Castilla y León no es indiferente, como marcan los estudios y encuestas del Centro de Investigaciones Sociológicas, ni a la preocupación ciudadana, ni a la desafección política, ni a la sospecha de cierta corrupción patológica. Tampoco destaca nuestra comunidad como ejemplo de transparencia; véanse los reiterados bloqueos y aplazamientos de las comisiones de investigación. Conseguir ciertos datos, ejecuciones presupuestarias con detalle y cuentas públicas de interés general no es tarea fácil para cualquier ciudadano, ni para un medio de comunicación, ni siquiera para un grupo parlamentario. No se percibe verdadero compromiso por la transparencia, ni por facilitar cierta información porque se pudiera cuestionar la práctica del buen gobierno o la evidencia de una mala gestión. Eso sí, no faltan gestos de un buenismo que enmarca guiños al plano más social dejando entrever un humanismo muy aparente. Si queremos más información no escasean ruedas de prensa ni grandes titulares marcando partidas presupuestarias que suenan bien y aunque no todas llegan a buen fin de ejecución, todo ayuda a la propaganda. El poder se suele manejar con arte y seductor paternalismo, eso sí, los datos solicitados puede que nunca lleguen al franciscano peticionario. La parodia resulta chusca y la sinrazón, en este caso, no produce monstruos porque en el despertar del engaño siempre les queda a sus agraviadas señorías un medido desahogo bronco en las Cortes y después no queda otra que pasar página. Y así rezan las políticas de tibio impulso, que soportan una galopante despoblación, un preocupante envejecimiento, una reforma territorial que nunca llegó, un horizonte de alto riesgo ante la esperada reforma de la Ley de Financiación Autonómica y ante el azaroso camino asoma el dilema de quedarse sumidos en la parálisis o en una contumaz inoperancia.
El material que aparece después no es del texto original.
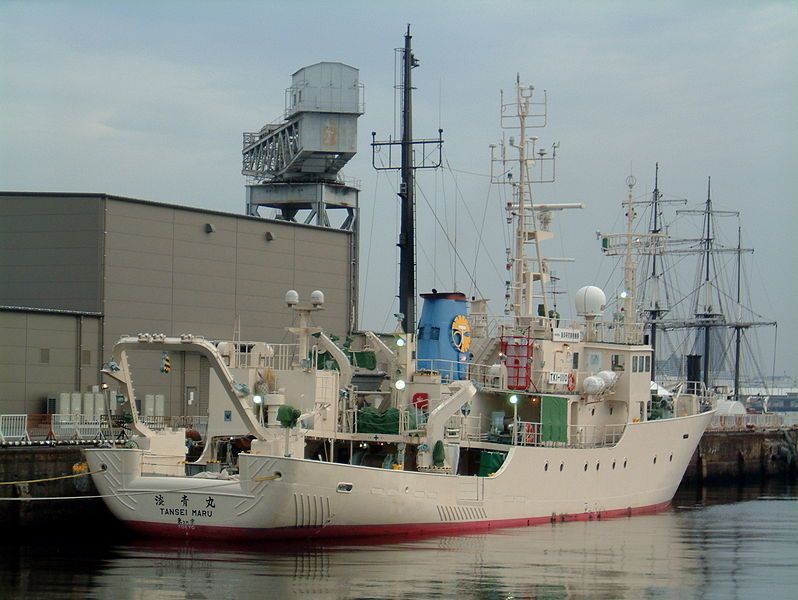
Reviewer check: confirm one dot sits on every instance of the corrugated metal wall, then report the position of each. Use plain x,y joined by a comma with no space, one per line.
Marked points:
150,267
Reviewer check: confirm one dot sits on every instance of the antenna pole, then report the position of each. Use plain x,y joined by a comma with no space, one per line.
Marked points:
738,329
407,240
429,159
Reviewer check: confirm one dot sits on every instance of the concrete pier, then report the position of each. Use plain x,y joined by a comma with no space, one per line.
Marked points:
29,507
746,454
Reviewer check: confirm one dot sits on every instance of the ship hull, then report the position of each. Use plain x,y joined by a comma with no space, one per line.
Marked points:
288,498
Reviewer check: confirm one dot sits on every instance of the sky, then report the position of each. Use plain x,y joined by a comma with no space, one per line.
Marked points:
149,100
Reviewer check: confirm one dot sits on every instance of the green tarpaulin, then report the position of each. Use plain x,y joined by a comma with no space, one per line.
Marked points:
490,462
554,419
371,420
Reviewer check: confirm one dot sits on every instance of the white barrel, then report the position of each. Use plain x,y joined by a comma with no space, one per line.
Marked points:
99,404
64,403
273,402
160,402
88,404
76,399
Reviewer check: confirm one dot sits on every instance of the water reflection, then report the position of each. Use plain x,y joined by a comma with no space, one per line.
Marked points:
730,544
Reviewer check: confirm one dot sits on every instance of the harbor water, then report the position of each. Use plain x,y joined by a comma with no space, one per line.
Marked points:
725,543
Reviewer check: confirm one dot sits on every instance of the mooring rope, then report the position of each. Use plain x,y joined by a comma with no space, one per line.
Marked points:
51,478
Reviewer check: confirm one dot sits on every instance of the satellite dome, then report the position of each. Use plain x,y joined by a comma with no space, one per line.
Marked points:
291,298
590,301
593,385
317,297
608,377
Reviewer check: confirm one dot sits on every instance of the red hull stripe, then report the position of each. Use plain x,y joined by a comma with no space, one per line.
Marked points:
206,532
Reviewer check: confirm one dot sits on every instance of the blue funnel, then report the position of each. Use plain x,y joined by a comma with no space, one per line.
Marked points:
444,335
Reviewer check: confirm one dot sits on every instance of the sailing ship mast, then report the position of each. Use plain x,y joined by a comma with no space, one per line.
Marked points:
407,167
708,309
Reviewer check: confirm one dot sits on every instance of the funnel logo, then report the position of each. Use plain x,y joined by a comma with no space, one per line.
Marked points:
461,333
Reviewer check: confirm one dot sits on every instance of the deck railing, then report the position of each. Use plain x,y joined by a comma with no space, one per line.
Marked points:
79,427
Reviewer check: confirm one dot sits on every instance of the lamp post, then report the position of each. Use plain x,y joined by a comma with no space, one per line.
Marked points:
514,402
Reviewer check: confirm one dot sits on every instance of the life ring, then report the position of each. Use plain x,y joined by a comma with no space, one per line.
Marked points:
529,433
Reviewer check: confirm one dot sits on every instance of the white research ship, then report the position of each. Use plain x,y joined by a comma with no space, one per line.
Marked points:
463,424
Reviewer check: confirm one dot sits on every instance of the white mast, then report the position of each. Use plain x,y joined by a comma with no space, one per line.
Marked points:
629,279
531,220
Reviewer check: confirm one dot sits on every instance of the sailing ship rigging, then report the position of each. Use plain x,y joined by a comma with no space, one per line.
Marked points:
715,304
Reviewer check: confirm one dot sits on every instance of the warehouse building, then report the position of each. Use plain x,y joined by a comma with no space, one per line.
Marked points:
77,271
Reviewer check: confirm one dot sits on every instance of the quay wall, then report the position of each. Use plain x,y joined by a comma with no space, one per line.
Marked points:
726,456
27,506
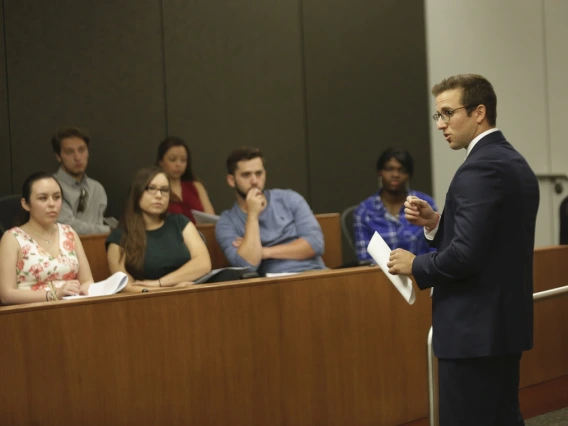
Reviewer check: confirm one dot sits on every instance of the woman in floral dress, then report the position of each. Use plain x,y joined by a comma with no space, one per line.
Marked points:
48,258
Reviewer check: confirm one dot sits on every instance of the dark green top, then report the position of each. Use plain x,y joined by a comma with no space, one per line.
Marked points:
165,249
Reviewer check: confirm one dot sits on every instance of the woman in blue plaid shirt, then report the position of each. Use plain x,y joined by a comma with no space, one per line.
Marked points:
384,211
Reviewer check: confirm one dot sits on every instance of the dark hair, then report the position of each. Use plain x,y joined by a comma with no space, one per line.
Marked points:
133,240
477,90
24,215
68,132
400,155
243,153
165,146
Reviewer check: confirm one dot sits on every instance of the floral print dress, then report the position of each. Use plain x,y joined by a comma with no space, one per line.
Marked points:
36,267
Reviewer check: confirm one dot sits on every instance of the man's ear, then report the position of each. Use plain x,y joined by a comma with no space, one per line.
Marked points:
231,180
24,204
480,113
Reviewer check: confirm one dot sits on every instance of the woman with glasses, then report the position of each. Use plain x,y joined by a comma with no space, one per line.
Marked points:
383,212
188,193
47,257
155,249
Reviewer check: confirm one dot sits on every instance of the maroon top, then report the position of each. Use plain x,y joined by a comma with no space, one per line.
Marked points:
190,200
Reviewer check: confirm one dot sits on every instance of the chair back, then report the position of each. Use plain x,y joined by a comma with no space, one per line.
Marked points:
347,226
10,207
564,222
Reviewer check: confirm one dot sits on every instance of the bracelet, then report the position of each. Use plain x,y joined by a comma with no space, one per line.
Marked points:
437,223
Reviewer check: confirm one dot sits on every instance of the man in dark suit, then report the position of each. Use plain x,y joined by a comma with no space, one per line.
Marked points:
482,306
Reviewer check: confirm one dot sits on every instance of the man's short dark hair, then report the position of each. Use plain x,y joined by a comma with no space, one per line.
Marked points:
68,132
400,155
477,90
243,153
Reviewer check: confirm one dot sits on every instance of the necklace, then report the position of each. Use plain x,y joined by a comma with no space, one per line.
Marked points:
39,236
La Ley de Transparencia, de acceso a la información y del buen gobierno es clara y el objeto de ella más aún. La transparencia no es sólo un derecho del ciudadano, es la vacuna que crea los anticuerpos que garantizan la higiene del sistema para erradicar la corrupción y que aporta la credibilidad necesaria para una democracia avanzada.

Convengamos que no facilitar los datos y hacer política de transparencia invisible no es producto de la incompetencia, ni un craso error, dejémoslo en que simplemente es tan sospechoso como chocante.